New policy is a living document and can change backers say
The Valdez City Council approved a new bear management plan Monday night during its regular meeting.
The new policy comes with a mission statement: The Valdez Bear Working Group will develop a Bear Management Plan that strives to create and maintain a sustainable relationship between humans and bears.
The group, which includes state, city and industry officials that deal with Valdez bear issues, has been meeting and putting the plan together for at least three years.
“This is a work in progress,” John Hozey, city manager, told council before the new plan was approved. “This is a first shot at it.”
Bears are a fact of life in Valdez, especially during the summer months. While many of the town’s black bears and browns bears forage for berries, eat spring grasses and berries before fattening up during the salmon runs, others turn to easy meals from garbage cans, dumpsters and other delicacies left behind by careless humans. These tasty temptations include salmon smokers, dog food, picnic coolers and even bird feeders.
The bears lose their natural fear of humans; police and animal control officials are then put in the awkward position of having to trap, then shoot the bears.
Perhaps even more alarming is the number of tourists that often crowd feeding brown bears on Dayville Road at Allison Point, near the fish hatchery.
The new policy aims to reduce the number of bears destroyed by better educating the public and changing trash policies within the city among other strategies.
“Continued interaction between bears and human settlement is inevitable,” the policy said. “Managing bear and human behavior in our community is a very complex task.”
The policy does strive to recognize this fact, as did the council members voting to pass the policy.
“We do have ordinances that are violated constantly,” council member Chris Moulton said before the vote.
Each year, many of the bears put down by city law enforcement were attracted to residential neighborhoods because residents do not properly contain trash and other bear attractants.
“Focus first on making bear‐proof waste management moreeasily available in neighborhoods for residents who have nomeans to transport their garbage,” the policy said. “In February, 2013 residential, curbside garbage collection was reduced from twice weekly to one pick‐up per week. This eliminates human attractants one day a week in each residential subdivision.”
The city’s solid waste department has also invested funds to bear proof dumpsters for the upcoming summer bear season.
The new policy will strive to eliminate those types of enticements and others by working towards attaining a “Bear Smart” designation, which the policy states is “a framework that guides a community toward sustainable co-existence with humans and bears.”
This includes addressing tourists that are seen crowding bears around salmon streams, especially the brown bears that frequent Dayville Road near Allison Point and the hatchery managed by the Valdez Fisheries Development Association, VFDA.
“I think it’s a balanced approach,” council member Mike Wells said. Wells is also employed by VFDA and was involved in developing the new plan.
The plan calls for prioritizing bear management goals in the community.
This includes a public education program for residents and tourists, enforcing codes against bear attractants, bear proofing city dumpsters, and managing bear watchers, especially on Dayville Road.

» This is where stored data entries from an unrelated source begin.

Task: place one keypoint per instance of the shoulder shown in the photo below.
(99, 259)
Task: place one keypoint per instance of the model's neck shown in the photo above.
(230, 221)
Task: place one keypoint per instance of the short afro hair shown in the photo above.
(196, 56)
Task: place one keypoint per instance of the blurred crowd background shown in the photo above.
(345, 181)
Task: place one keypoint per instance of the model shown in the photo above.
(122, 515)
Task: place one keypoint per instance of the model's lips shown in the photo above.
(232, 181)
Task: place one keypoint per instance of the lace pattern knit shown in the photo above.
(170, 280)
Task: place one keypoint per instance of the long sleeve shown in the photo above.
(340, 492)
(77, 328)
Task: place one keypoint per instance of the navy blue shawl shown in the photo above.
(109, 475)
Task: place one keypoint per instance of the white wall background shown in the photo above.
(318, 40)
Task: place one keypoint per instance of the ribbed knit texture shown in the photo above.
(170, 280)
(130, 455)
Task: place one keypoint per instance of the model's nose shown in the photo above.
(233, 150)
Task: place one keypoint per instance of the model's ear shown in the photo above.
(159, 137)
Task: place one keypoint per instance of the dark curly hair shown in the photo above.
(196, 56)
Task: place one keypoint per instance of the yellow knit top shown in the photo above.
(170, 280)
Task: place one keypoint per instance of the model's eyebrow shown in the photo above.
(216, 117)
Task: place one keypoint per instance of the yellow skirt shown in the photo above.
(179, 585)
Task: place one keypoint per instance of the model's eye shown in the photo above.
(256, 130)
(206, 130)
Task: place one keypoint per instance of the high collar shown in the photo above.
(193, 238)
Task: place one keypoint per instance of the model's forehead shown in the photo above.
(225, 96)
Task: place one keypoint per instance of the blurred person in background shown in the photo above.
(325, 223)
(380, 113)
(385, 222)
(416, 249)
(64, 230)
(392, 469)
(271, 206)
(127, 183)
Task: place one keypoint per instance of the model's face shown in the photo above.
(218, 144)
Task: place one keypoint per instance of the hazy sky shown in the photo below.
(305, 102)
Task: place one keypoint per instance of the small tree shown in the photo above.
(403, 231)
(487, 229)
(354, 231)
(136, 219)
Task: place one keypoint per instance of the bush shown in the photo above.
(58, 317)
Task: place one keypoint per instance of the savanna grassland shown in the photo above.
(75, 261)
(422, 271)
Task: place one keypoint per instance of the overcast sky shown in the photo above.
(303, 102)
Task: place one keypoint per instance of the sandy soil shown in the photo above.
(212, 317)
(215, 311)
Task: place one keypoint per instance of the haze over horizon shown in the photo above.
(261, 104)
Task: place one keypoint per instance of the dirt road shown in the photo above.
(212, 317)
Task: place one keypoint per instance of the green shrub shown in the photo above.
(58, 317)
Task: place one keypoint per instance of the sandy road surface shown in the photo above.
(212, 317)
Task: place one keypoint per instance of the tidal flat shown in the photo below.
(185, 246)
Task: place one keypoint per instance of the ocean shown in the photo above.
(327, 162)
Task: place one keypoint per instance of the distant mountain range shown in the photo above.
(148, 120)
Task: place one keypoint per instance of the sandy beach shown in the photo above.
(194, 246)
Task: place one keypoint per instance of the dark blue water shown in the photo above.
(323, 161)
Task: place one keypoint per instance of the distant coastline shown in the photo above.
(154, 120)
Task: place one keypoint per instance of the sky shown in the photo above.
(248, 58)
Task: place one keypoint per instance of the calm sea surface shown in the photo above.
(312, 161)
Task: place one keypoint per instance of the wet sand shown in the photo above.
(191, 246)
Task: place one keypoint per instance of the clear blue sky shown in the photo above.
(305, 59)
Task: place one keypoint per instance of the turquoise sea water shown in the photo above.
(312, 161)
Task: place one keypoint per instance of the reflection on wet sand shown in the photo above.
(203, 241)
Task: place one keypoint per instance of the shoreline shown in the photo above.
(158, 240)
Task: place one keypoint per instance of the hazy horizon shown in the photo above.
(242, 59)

The plan has long-term goals that will require training city employees and possibly citizen volunteers for the educational component.
Valdez has not had a reported bear mauling in recent years, but each summer many close calls are reported to law enforcement.
The policy also contains information on state policy regarding bears, which has sometimes resulted in conflict with state officials and Valdez bear lovers.
“Obtaining a permit to trap and kill nuisance bears is relatively easy for a Department of PublicSafety, but relocating bears is another issue and requires careful consideration,” an appendix to the plan says. “Nuisance bears often return to resume their bad behavior and may be difficult to trap again. If not marked appropriately it can be difficult to determine if a bear returns, which masks how much staff time has been spent on a particular problem bear. Alternately, a translocated bear may resume their bad habits in their new location, and both VPD and ADF&G can be held liable for relocated bears that maul or kill somebody. If drugged and relocated bears are not marked, a bear could be shot and eaten by a hunter well before the required drug withdrawal time, a potential health risk. Therefore it is the policy of AFG&G that every drugged bear must be marked.”
State officials have allowed a limited number of nuisance brown bears to be relocated from Valdez after concerned citizens and officials have jumped through bureaucratic hoops and secured private funding for the efforts. Two orphaned black bear cubs had also been allowed to be relocated to a Texas animal sanctuary a few years back, but such efforts to relocate the plentiful black bears are rarely successful.
Bear committee members also hope to implement safe bear viewing areas within the city, a move that could take many years to develop.